While I was waiting, I walked to the bathroom and caught a glimpse of myself in a full-length mirror and saw I was wearing my sexy red nightgown. Hugely pregnant and wearing my red nightgown. Now, this isn't humanly possible, given the style of said nightgown and the enormity of my belly when pregnant. Stunned, I turned right around and went back to my room.

Then the people came in and I stood on my hospital bed throughout the meeting, rubbing my belly. When it was over, I told the whole room (which had at some point changed into a conference room with my bed at the head of the table, "no...I won't consent." I was, at this point, wearing the hospital gown again...Though it wasn't open in the back like most hospital gowns.

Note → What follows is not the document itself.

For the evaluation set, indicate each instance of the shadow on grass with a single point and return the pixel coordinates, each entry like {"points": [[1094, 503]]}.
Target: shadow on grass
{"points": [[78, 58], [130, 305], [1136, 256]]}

The people started to disperse, I climbed down from the bed, and the doctor who wanted to perform the study came up to me and said, "I thought perhaps if I could explain things a little more to you and answer your questions that you might consent." In that moment I had a realization and I told her, all while still rubbing my moving belly, "You don't understand. My last baby was stillborn. I won't share this baby with anyone...Not even for a moment. It's very important to me and you'll just have to forgive me."

Steve woke me and I almost didn't want to get out of bed because I could still feel the movement. It wasn't like I was dreaming it was Alex, I openly acknowledged that Alex was gone and this was a different baby. I wanted to savor that feeling. But at the same time, I wanted to shake it off and remove it entirely from my thoughts. I showered and felt sad when I ran my hand over my sagging belly...What is left of the last time I was pregnant.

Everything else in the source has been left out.